CD4 counts increased, on average, by 163 cells by the end of the study, and most patients exhibited sustained improvements in their CD4:CD8 cell ratio, an indicator of immunologic health that is infrequently documented in ARV therapy clinical trials. 

The modified cells also took up residence in rectal tissue—a major reservoir of virus in the body—suggesting, as predicted, that the cells were proliferating and remaining impervious to HIV infection. Ninety days post-infusion, approximately 6 percent of the cells in rectal tissue samples were CCR5 deficient. 

Additional data from the study were reported at ICAAC on Sunday, September 18, this time involving six patients who entered the trial with CD4s higher than 450 and who agreed to undergo a 12-week treatment interruption after receiving their infusion. These results came from experiments conducted at the University of Pennsylvania Medical Center in Philadelphia and at Albert Einstein College of Medicine in New York.

Here too there was persistent engraftment of the gene-modified cells, along with overall improvements in CD4 counts and CD4:CD8 ratios, as good trafficking to rectal tissue. 

In three of the six subjects, significant viral load reductions—between 0.8 and 2.0 log below pre-ARV therapy levels—were documented during the treatment interruption phase of the study. 

Viral load levels also went undetectable in one patient, though he entered the study with a natural CCR5 delta-32 mutation on one copy of his CCR5 gene.  

Not surprisingly, study volunteers who had the highest percentage of CCR5-deleted CD4 cells in blood samples following the infusion experienced the greatest reductions in viral load during the treatment interruption. This observation has prompted Sangamo and independent researchers exploring SB-728-T to consider increasing the number of gene-modified CD4 cells infused into patients, potentially turning a therapeutic candidate into a functional cure—essentially doing away with the need for antiretroviral therapy, at least for extended periods of time.  
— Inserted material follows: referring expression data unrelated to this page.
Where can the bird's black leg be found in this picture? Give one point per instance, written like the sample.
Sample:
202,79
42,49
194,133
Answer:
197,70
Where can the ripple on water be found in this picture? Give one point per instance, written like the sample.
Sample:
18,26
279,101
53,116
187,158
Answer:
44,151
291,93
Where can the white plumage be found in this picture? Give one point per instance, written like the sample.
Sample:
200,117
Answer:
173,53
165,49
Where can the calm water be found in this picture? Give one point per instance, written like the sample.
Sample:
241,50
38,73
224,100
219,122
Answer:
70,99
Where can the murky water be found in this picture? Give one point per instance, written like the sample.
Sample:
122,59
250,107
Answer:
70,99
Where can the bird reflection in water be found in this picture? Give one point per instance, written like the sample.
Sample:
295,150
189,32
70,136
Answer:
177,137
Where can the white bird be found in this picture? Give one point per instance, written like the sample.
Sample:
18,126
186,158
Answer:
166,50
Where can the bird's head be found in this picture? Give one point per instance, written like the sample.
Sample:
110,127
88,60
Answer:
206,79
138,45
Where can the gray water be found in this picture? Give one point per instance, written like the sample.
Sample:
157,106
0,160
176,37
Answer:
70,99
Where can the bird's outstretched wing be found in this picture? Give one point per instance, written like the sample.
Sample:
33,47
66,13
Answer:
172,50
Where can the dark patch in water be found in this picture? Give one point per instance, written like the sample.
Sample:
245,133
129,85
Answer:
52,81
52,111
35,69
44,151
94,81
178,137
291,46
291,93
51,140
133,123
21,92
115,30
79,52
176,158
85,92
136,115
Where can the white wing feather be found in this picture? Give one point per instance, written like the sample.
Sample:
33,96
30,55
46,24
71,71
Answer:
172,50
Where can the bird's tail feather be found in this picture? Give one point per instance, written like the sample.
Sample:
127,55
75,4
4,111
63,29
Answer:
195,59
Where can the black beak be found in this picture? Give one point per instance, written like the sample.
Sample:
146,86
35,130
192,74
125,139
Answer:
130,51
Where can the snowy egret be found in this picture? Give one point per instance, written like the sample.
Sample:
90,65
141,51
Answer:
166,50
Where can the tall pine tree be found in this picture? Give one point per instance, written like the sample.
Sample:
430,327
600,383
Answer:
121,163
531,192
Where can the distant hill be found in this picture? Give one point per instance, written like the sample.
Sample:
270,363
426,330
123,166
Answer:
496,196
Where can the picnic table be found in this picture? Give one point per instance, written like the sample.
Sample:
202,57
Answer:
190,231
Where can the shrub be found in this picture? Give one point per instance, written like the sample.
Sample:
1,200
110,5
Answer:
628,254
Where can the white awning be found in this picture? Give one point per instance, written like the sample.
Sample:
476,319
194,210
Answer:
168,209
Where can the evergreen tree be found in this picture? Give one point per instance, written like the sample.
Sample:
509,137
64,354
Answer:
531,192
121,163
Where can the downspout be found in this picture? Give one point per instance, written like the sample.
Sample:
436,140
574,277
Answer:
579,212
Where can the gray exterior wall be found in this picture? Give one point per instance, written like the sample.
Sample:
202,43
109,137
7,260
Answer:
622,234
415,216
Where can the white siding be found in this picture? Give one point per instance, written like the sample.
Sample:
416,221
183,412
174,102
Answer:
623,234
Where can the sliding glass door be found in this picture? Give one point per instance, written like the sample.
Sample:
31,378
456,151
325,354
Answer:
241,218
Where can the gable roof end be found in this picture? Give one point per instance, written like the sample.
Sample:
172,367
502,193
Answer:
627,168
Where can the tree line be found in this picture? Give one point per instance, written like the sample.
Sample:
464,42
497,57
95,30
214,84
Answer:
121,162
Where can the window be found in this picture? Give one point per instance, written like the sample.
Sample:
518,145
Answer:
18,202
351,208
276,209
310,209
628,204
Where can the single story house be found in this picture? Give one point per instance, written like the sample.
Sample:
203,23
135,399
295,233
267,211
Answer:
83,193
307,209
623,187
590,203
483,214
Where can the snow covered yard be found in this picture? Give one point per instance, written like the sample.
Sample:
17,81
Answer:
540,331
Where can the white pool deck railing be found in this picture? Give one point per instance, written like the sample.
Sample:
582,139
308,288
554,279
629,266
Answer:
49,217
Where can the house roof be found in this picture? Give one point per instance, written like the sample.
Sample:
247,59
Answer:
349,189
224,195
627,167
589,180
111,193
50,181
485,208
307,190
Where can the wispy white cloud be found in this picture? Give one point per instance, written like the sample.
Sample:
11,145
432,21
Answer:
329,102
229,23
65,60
Sangamo says it plans to continue expanding its clinical trials and exploring mechanisms to enhance engraftment and maximize the impact of the HIV-resistant cells on viral load and the overall immune system of people living with HIV. “The ground-breaking clinical data that we and our collaborators are generating continue to validate our highly specific ZFN technology as a platform for development of novel therapeutic products,” said Geoffrey Nichol, Sangamo’s executive vice president of research and development.